With less than 30 days until the September 7th election, I did what any other political outsider looking to get a better grasp of Aussie politics would do … I signed up to receive email correspondence from each of the four big parties. (Given my personal lean towards the effectiveness of twitter as a social platform, I also decided “to follow” each of them there as well. (Labor, Liberals, Nationals, and Greens)
As an expat working at the crossroads between social media and digital marketing, I signed up much more as an exercise in understanding how these parties were going to use email and social media in messaging to me, as opposed to a deep desire to understand the political differences of very different political systems.

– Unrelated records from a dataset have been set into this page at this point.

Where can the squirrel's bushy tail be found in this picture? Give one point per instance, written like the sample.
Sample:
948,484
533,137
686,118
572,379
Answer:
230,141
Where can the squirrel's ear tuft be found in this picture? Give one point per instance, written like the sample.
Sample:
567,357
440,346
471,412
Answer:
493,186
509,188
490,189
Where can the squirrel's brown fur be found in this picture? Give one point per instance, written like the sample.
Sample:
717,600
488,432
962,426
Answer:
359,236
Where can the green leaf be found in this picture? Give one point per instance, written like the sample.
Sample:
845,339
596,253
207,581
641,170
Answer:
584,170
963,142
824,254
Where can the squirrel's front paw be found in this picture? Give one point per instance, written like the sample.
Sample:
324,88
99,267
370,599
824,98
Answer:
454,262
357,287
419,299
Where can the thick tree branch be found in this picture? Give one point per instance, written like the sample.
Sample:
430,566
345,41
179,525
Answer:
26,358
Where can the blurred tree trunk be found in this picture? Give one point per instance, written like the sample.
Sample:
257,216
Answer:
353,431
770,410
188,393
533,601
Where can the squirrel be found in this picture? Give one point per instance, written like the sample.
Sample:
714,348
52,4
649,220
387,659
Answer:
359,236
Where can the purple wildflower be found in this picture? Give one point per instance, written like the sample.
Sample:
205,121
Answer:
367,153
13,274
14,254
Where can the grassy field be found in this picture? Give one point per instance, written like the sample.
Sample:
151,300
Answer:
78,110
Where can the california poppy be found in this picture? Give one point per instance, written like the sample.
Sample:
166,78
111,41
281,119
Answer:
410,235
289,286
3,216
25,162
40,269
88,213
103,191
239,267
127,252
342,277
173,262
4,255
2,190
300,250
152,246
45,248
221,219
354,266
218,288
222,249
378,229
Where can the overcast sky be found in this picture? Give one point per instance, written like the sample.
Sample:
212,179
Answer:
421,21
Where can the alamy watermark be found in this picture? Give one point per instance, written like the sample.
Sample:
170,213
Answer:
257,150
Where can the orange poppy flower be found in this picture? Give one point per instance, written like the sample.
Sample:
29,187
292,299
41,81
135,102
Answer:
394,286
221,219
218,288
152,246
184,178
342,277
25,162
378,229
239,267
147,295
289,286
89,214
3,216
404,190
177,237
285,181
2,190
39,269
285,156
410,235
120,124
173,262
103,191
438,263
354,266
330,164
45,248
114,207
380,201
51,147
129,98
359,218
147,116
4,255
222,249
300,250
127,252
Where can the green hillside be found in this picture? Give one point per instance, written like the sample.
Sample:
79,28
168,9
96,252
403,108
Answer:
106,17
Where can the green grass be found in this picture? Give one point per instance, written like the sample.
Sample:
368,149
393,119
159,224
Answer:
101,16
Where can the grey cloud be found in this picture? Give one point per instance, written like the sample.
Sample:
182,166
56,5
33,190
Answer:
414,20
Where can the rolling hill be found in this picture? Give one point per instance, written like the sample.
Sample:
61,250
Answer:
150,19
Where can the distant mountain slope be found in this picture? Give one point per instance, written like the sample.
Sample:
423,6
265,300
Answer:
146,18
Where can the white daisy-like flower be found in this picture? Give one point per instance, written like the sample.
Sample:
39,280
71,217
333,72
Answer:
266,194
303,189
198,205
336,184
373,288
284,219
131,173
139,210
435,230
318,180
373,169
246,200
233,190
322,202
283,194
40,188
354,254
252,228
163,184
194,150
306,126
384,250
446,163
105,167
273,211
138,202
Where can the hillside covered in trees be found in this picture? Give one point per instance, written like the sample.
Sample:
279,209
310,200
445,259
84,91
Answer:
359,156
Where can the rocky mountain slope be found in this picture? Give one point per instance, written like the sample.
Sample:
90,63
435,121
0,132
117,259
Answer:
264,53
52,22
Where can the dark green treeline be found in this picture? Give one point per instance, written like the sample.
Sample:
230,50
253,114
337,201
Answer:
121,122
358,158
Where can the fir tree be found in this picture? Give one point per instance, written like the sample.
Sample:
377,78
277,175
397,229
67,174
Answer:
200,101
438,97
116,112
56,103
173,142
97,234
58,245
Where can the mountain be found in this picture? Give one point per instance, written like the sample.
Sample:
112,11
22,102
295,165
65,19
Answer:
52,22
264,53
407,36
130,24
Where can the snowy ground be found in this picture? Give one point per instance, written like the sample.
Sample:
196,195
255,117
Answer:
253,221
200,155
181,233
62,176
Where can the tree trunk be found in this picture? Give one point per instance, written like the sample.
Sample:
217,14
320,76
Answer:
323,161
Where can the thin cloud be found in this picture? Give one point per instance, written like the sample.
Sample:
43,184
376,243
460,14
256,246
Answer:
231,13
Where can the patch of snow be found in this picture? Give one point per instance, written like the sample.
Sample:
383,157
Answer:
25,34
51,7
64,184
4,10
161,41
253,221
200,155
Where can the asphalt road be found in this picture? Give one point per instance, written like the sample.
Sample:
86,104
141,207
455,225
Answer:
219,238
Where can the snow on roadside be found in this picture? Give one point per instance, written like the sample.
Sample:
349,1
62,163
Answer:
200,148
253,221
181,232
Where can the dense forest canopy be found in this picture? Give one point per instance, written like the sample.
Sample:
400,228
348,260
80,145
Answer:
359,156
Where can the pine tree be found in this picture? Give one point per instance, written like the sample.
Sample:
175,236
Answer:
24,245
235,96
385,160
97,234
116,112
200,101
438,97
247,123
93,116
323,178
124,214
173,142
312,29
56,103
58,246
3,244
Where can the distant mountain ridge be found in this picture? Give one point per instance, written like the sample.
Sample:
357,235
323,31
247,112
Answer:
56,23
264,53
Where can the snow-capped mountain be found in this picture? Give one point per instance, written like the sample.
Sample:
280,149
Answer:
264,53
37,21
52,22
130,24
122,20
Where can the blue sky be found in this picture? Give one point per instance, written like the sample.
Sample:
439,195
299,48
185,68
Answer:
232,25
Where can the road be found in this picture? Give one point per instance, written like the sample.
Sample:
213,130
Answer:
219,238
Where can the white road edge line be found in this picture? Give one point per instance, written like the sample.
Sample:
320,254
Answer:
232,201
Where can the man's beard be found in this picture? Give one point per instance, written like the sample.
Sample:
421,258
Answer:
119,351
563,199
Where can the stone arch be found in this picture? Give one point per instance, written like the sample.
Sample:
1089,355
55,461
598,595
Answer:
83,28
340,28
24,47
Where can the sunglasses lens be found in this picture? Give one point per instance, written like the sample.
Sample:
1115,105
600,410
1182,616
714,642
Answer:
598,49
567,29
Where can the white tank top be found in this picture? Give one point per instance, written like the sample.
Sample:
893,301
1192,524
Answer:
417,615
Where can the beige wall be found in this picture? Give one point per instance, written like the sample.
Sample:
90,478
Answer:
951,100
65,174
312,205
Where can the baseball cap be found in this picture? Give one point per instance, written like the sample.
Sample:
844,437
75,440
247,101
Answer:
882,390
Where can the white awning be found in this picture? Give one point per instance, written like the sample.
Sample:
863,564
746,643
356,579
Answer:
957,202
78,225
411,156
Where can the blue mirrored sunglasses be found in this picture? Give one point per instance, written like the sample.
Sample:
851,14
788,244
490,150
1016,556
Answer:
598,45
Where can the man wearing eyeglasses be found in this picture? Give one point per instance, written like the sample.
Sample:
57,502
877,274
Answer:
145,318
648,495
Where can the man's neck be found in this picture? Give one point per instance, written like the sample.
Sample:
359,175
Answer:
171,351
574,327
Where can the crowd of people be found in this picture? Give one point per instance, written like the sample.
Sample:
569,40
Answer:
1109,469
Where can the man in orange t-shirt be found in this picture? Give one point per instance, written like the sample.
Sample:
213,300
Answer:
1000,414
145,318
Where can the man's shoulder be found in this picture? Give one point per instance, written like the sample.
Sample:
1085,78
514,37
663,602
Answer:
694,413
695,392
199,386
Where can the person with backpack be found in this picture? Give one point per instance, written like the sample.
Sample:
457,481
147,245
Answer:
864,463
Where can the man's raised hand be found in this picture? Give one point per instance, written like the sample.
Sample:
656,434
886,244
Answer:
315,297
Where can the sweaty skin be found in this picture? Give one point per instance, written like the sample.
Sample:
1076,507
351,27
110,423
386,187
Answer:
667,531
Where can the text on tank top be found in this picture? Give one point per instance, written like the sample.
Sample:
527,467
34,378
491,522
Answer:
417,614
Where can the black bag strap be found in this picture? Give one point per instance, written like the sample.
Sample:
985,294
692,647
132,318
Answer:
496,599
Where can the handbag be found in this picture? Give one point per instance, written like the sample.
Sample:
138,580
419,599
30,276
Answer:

Without fail, in just a few hours my inbox was pinged with well crafted, short, and pretty direct emails from each of the major parties outlining their positions, sharing their talking points, and reminding me that there’s limited time to make an impact.
The calls to action were simple – donate a few bucks, volunteer some time to make calls or knock on doors, or just share each respective party’s message of change. To be frank, this rather simple exercise yielded a pretty interesting finding: that the tactical deployment of email didn’t really differ substantially from party to party. And given that email still remains the single most effective driver of individual action, I thought to myself that the gap between parties in this very specific area wasn’t very wide.
Even those following politics in this country at the most cursory level are certain to have seen a pretty significant uptick in social media chatter regarding the Federal election during the past week. A quick search on twitter for the “AusElection2013”, just one of many hashtags linking together social conversations regarding the election, yields countless tweets from the socially active willing to share their opinion at any given moment.
While some tweets are directed specifically at Kevin Rudd or Tony Abbott (or to their respective parties), others are more high level and just group together the themes that seemingly matter the most to Australians-i.e, the economy, immigration, the environment, etc.
This very transition to social marks an important shift in how politics is conducted in Australia as social media will continue to reshape the conversation, faster and more quickly than traditional avenues.
And as a quick cheat sheet in how I see the different platforms performing, I would argue the following:
Facebook – will be the hub where all political parties try to rally their most committed supporters and most loyal activists. Keep an eye on Facebook to see real opportunities for engagement offline.
Twitter – the quick and dirty way to get out facts, attack the opposition, rebut specific arguments, and generally seed very high level messages.
YouTube – perhaps the single most UNDERLEVERAGED resource in Aussie politics. There are countless ways in which to use YouTube effectively to energize supporters and spread your message through video (which is a very powerful medium in politics) … and I think both parties could do more here.
Instagram – well, Rudd and Labor definitely have a leg up here given that no one else is active. But Instagram is a clever and innovative platform to humanize a candidate and demonstrate that he’s just like any one else. And while the pic of him having nicked himself shaving had mixed reviews, I thought it was clever, spontaneous, authentic, and timely … exactly the message it wanted.